Personal projects

I have a lot of small personal projects that never see the light of day (as do a lot of other programmers). Here is an overview of the projects which I did put online.

CSV Sorting

Sorting CSV files which do not fit into memory with a bunch of options. See my blogpost for more info.

Annotation tool

I created an PDF annotation tool that runs locally and stores annotations in a structured way. It is meant for natural language projects, in which PDF files are all you have. This is very much inspired by larger online annotation tools, but this one is offline and should run without too much memory consumption (viewing PDF is sadly a heavy task in and of itself).
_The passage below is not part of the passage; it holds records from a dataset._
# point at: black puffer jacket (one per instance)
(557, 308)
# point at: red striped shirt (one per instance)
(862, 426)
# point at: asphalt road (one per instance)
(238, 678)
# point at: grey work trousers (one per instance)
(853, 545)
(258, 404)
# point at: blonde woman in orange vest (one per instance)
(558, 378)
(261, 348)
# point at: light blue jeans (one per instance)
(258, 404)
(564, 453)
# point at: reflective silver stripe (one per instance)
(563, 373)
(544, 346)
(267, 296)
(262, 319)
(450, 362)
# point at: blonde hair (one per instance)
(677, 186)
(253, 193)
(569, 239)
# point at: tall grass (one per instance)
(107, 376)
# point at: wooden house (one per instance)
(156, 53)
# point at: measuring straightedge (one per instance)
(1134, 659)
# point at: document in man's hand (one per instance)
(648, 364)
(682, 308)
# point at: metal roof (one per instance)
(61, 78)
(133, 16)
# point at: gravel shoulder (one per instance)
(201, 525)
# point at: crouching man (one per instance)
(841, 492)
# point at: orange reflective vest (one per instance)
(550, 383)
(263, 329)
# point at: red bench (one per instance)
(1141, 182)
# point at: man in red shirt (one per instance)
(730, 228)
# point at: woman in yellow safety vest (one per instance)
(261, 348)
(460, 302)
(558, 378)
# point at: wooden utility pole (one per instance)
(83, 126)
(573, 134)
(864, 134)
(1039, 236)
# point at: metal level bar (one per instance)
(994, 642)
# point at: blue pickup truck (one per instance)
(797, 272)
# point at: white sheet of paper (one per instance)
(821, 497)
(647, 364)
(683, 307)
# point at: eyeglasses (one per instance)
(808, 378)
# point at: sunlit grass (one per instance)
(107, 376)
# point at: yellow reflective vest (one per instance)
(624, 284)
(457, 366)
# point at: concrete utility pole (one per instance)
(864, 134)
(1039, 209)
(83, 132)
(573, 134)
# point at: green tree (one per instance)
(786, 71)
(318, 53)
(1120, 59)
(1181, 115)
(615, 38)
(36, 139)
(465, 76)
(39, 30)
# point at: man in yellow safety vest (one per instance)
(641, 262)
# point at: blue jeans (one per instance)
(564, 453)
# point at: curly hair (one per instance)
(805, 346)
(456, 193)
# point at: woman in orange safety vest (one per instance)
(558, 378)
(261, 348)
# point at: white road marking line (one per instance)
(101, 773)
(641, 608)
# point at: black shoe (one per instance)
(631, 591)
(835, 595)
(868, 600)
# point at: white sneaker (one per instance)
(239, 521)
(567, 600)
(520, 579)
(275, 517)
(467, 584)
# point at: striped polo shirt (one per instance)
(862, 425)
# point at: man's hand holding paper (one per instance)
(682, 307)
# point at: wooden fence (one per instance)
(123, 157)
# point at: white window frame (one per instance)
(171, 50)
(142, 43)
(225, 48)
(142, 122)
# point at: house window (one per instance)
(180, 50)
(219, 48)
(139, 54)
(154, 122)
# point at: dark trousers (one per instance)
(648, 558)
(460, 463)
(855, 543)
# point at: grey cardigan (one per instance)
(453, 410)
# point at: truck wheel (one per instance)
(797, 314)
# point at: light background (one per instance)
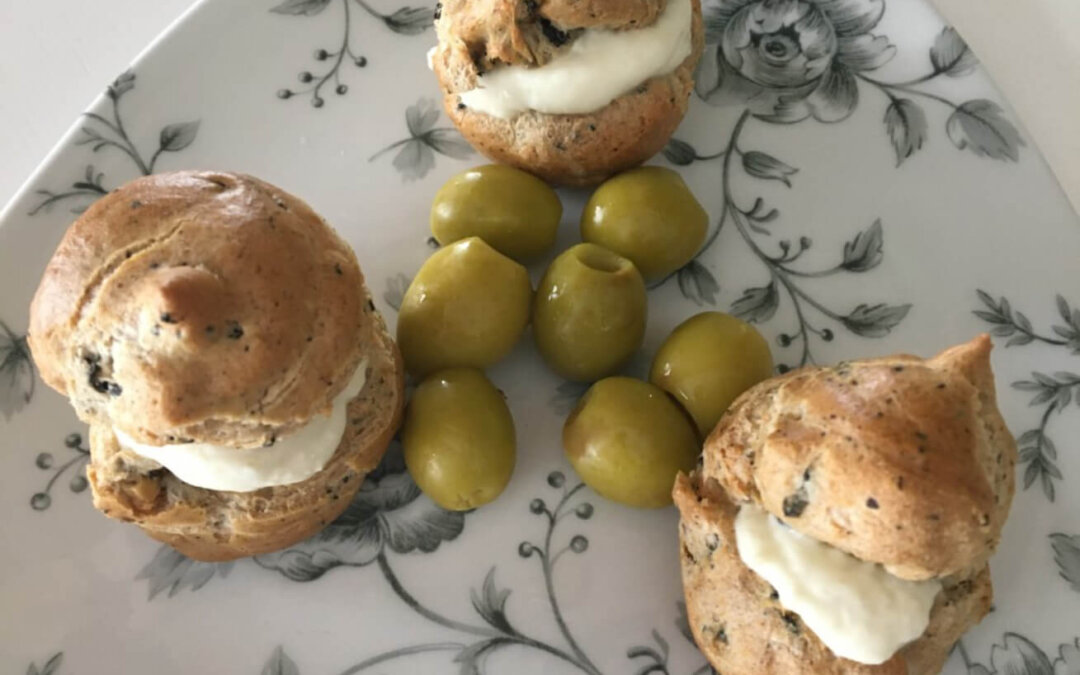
(55, 56)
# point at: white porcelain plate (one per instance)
(876, 197)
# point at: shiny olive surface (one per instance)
(514, 212)
(647, 215)
(628, 440)
(458, 439)
(467, 307)
(707, 361)
(590, 310)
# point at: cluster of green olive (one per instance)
(471, 301)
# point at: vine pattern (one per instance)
(1016, 655)
(45, 461)
(100, 133)
(827, 91)
(407, 21)
(16, 372)
(416, 152)
(389, 515)
(1053, 393)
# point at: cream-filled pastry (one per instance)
(841, 518)
(218, 338)
(571, 91)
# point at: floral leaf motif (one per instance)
(1067, 556)
(768, 167)
(1068, 661)
(419, 524)
(421, 117)
(906, 125)
(173, 571)
(864, 52)
(875, 320)
(757, 305)
(1020, 656)
(1071, 328)
(300, 8)
(122, 84)
(980, 125)
(698, 284)
(280, 663)
(396, 286)
(836, 97)
(679, 152)
(448, 142)
(472, 657)
(491, 604)
(864, 252)
(567, 395)
(175, 137)
(16, 373)
(952, 55)
(410, 21)
(387, 512)
(414, 160)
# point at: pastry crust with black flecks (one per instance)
(743, 629)
(213, 307)
(568, 149)
(900, 460)
(199, 306)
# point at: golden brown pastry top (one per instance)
(898, 460)
(530, 31)
(200, 306)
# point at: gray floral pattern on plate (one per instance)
(1016, 655)
(416, 153)
(785, 63)
(389, 516)
(16, 372)
(102, 133)
(407, 21)
(1052, 392)
(46, 461)
(790, 72)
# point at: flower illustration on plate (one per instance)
(16, 372)
(790, 59)
(387, 512)
(416, 154)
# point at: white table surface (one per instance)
(56, 55)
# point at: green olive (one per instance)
(589, 315)
(707, 361)
(459, 439)
(649, 216)
(467, 307)
(514, 212)
(628, 440)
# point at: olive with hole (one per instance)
(707, 361)
(458, 439)
(628, 440)
(589, 314)
(514, 212)
(467, 307)
(648, 215)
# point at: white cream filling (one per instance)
(291, 459)
(858, 609)
(599, 66)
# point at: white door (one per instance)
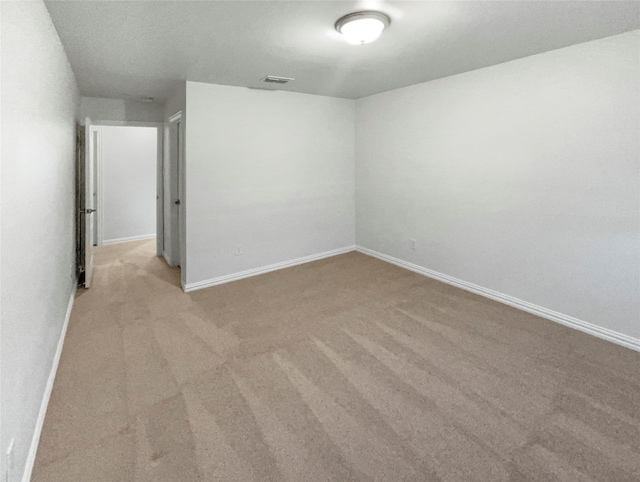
(90, 200)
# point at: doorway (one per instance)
(173, 187)
(126, 186)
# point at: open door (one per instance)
(90, 200)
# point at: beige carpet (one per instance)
(342, 369)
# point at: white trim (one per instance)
(585, 326)
(35, 440)
(265, 269)
(130, 238)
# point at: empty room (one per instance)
(320, 241)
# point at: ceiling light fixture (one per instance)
(362, 27)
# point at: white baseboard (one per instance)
(130, 238)
(264, 269)
(585, 326)
(35, 440)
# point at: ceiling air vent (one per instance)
(274, 79)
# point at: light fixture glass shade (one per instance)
(362, 27)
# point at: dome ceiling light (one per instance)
(362, 27)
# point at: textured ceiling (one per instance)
(126, 49)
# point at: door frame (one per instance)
(159, 126)
(174, 190)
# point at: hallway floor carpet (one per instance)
(343, 369)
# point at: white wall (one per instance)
(271, 171)
(101, 109)
(39, 99)
(522, 178)
(128, 163)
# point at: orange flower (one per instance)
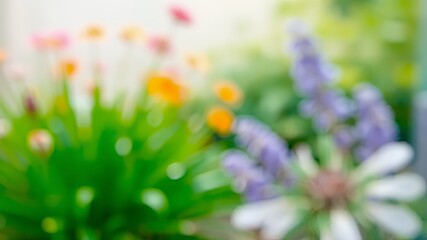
(166, 89)
(180, 15)
(94, 33)
(198, 62)
(228, 92)
(132, 34)
(68, 67)
(2, 56)
(221, 120)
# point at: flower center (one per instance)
(331, 188)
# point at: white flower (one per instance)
(332, 188)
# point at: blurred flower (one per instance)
(264, 145)
(228, 92)
(40, 141)
(30, 104)
(375, 125)
(221, 120)
(132, 34)
(247, 176)
(68, 67)
(370, 191)
(198, 62)
(159, 44)
(14, 71)
(93, 33)
(166, 88)
(180, 15)
(313, 77)
(2, 56)
(5, 127)
(51, 41)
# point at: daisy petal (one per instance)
(254, 215)
(306, 161)
(389, 158)
(403, 187)
(277, 227)
(343, 226)
(395, 219)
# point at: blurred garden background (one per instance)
(237, 58)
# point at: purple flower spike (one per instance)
(313, 77)
(375, 126)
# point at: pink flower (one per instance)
(159, 44)
(50, 41)
(180, 15)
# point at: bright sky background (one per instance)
(216, 23)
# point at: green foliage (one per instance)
(113, 174)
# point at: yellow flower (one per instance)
(40, 141)
(68, 67)
(2, 56)
(221, 120)
(198, 62)
(228, 92)
(166, 89)
(132, 34)
(93, 33)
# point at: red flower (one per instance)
(181, 15)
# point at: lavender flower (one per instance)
(375, 126)
(313, 77)
(265, 164)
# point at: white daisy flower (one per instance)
(350, 198)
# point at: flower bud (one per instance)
(40, 141)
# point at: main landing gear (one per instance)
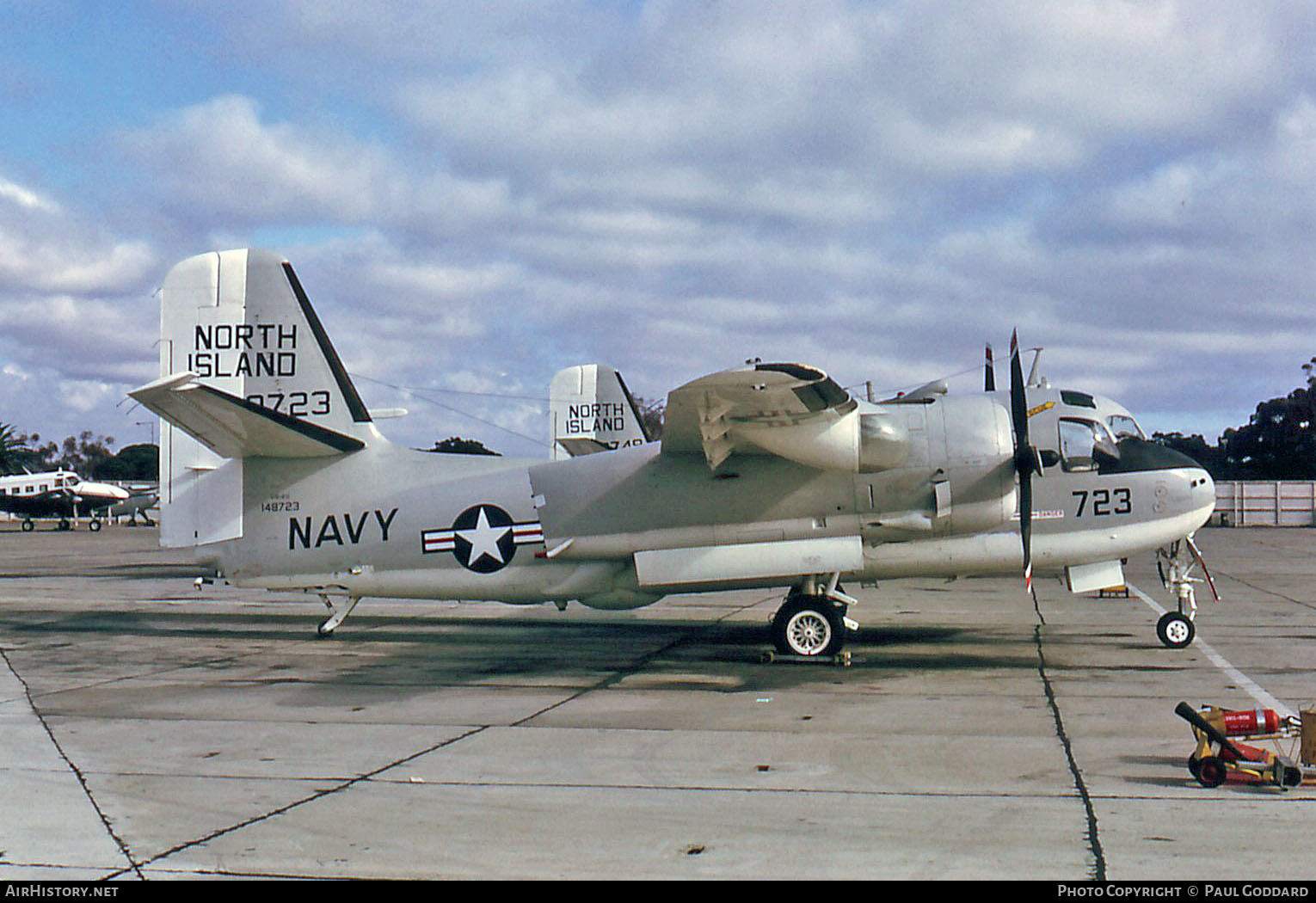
(812, 622)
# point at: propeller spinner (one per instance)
(1027, 461)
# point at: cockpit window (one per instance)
(1124, 427)
(1082, 443)
(1077, 399)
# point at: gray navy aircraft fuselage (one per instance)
(767, 476)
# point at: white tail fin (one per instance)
(246, 369)
(591, 409)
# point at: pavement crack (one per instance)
(338, 788)
(72, 768)
(1094, 838)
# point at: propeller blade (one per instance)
(1024, 458)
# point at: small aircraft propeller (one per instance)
(1027, 461)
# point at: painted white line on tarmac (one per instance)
(1253, 689)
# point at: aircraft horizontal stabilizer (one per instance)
(236, 428)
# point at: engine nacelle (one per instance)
(861, 439)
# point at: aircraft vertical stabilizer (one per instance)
(591, 409)
(238, 330)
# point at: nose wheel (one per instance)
(1176, 630)
(1177, 565)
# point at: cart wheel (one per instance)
(1211, 771)
(1176, 630)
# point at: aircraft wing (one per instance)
(236, 428)
(790, 409)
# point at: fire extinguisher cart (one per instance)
(1224, 749)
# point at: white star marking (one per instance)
(483, 538)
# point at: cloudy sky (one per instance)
(479, 194)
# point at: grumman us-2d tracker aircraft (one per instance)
(767, 476)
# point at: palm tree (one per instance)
(14, 449)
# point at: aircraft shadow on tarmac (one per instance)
(452, 649)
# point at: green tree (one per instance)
(14, 451)
(458, 445)
(1276, 443)
(134, 463)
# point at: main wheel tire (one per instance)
(1176, 630)
(809, 627)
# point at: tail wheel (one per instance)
(809, 625)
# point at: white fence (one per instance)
(1265, 503)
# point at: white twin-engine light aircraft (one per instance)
(767, 476)
(59, 494)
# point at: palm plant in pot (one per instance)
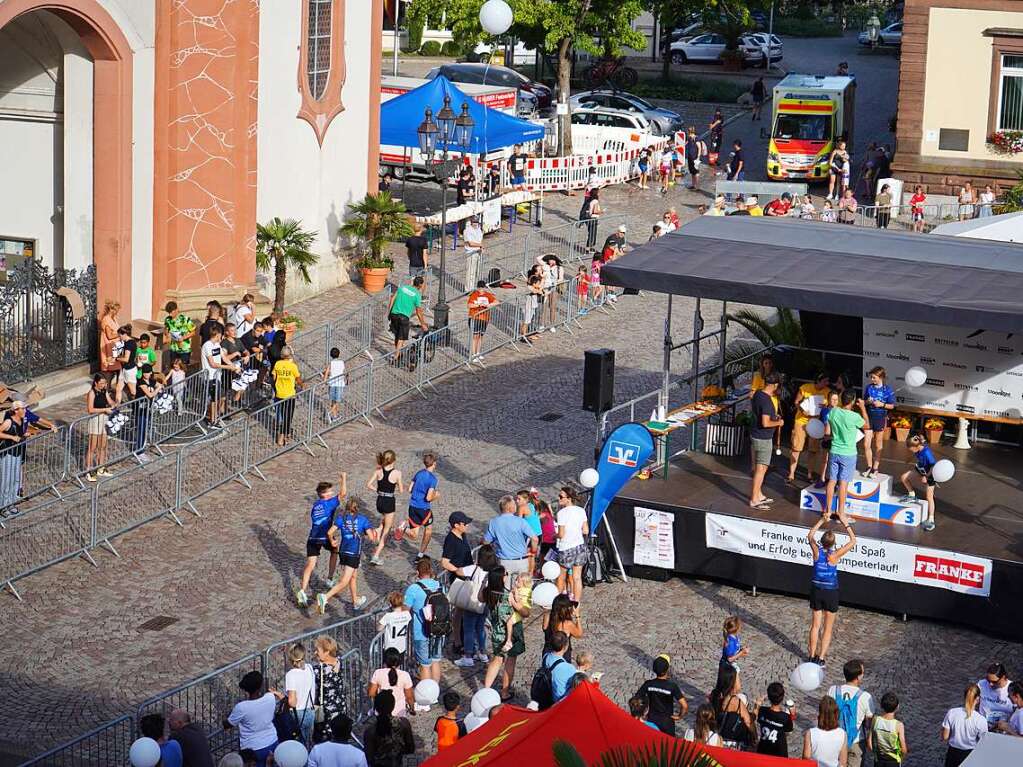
(374, 221)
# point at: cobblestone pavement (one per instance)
(74, 657)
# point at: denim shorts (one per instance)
(841, 467)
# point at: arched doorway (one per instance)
(112, 138)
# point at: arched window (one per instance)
(321, 63)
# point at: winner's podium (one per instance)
(869, 498)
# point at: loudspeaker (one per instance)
(598, 380)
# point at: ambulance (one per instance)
(810, 114)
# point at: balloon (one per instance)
(495, 15)
(943, 470)
(588, 478)
(484, 700)
(814, 429)
(806, 677)
(543, 594)
(144, 753)
(427, 692)
(916, 376)
(291, 754)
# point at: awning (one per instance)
(834, 269)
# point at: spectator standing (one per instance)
(338, 752)
(963, 727)
(429, 649)
(513, 537)
(193, 741)
(855, 708)
(826, 742)
(388, 738)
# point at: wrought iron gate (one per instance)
(40, 331)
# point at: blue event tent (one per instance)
(401, 117)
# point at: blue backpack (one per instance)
(847, 715)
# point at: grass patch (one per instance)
(690, 89)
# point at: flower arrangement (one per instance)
(1006, 142)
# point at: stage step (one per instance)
(868, 498)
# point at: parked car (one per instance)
(663, 122)
(709, 47)
(482, 74)
(890, 35)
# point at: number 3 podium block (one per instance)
(868, 498)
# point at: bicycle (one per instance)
(611, 72)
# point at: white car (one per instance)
(709, 47)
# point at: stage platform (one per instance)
(969, 570)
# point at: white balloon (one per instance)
(588, 478)
(495, 15)
(427, 692)
(544, 593)
(916, 376)
(806, 677)
(943, 470)
(484, 700)
(144, 753)
(814, 429)
(291, 754)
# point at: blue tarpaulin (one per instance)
(493, 130)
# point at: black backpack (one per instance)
(541, 689)
(436, 613)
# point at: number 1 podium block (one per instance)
(868, 498)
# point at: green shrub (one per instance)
(806, 28)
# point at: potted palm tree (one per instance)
(283, 244)
(374, 221)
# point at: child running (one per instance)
(924, 466)
(880, 401)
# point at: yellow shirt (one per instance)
(808, 390)
(285, 375)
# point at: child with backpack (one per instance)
(855, 708)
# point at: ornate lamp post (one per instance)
(447, 130)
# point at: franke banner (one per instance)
(969, 370)
(875, 558)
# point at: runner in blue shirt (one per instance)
(924, 467)
(321, 526)
(880, 400)
(423, 493)
(351, 527)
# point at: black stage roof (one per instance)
(836, 269)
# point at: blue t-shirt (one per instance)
(561, 675)
(510, 534)
(352, 529)
(321, 517)
(925, 459)
(415, 600)
(883, 394)
(423, 483)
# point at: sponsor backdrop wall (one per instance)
(968, 370)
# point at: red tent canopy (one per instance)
(588, 720)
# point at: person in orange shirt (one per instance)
(448, 727)
(480, 302)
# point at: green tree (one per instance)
(281, 244)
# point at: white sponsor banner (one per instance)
(875, 558)
(655, 543)
(969, 370)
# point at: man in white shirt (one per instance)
(338, 752)
(853, 671)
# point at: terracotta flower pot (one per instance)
(374, 279)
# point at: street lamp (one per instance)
(447, 130)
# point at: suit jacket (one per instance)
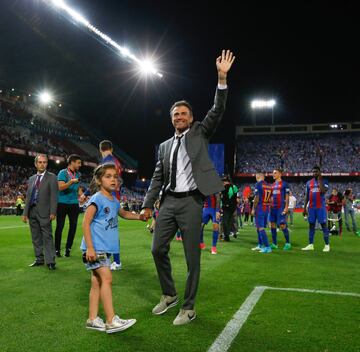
(47, 197)
(196, 144)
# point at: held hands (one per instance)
(224, 63)
(217, 216)
(90, 255)
(142, 217)
(147, 213)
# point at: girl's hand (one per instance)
(90, 255)
(142, 217)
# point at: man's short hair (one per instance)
(73, 157)
(38, 156)
(181, 103)
(105, 145)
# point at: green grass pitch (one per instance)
(42, 310)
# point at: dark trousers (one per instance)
(72, 210)
(41, 235)
(18, 210)
(185, 214)
(227, 221)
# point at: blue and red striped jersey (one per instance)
(264, 191)
(316, 198)
(280, 190)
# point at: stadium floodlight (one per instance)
(262, 104)
(77, 17)
(147, 66)
(45, 98)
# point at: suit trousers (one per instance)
(42, 239)
(185, 214)
(72, 210)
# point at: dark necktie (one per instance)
(35, 191)
(174, 164)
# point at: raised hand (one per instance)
(224, 63)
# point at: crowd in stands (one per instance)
(299, 189)
(338, 152)
(18, 113)
(36, 134)
(13, 183)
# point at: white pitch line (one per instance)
(12, 227)
(232, 328)
(339, 293)
(224, 340)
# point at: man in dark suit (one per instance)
(40, 210)
(184, 175)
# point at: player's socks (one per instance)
(326, 233)
(215, 238)
(201, 234)
(265, 240)
(311, 233)
(116, 258)
(286, 234)
(274, 236)
(259, 238)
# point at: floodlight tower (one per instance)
(262, 104)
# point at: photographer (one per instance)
(68, 203)
(349, 211)
(334, 215)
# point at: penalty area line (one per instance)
(232, 328)
(12, 227)
(224, 340)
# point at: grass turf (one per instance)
(46, 311)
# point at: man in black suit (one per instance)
(40, 211)
(184, 175)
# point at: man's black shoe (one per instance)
(51, 266)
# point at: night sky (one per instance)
(303, 54)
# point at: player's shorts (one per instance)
(277, 217)
(209, 213)
(318, 214)
(261, 218)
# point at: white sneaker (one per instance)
(115, 266)
(96, 324)
(118, 324)
(185, 316)
(309, 247)
(326, 248)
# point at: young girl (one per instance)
(100, 227)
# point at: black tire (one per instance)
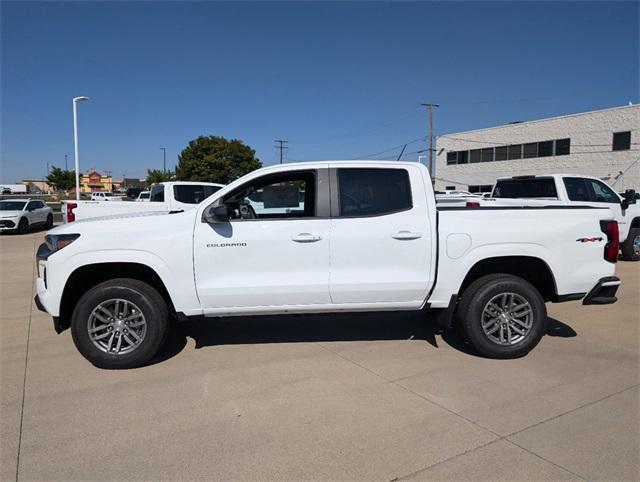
(149, 302)
(23, 226)
(627, 248)
(476, 297)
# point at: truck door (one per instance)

The result can be found here, with a bunch of suggestions for more supported solutions. I would suggest using one of the alternatives since a lot has changed in this space.

Why: I want to use a simple and low-resources annotation tool. And in the meantime learn a bit about Vala, the forgotten language to interface with GTK easily. I also got to toy with packaging the application for Fedora and Debian/Ubuntu.

Duplicity backup view

A silly project to scratch a weird need. With this tool, you can browse the output of a "show all files in a duplicity backup" command. There is a very basic file browser interface using python curses. And a very basic shell like environment with just a few options.

Why: I wanted to know what files were in an old backup (without knowing how they are called, else I would use grep, or knowing how many files there should be). Furthermore, it is fun to learn about curses and try to create a terminal user interface (TUI).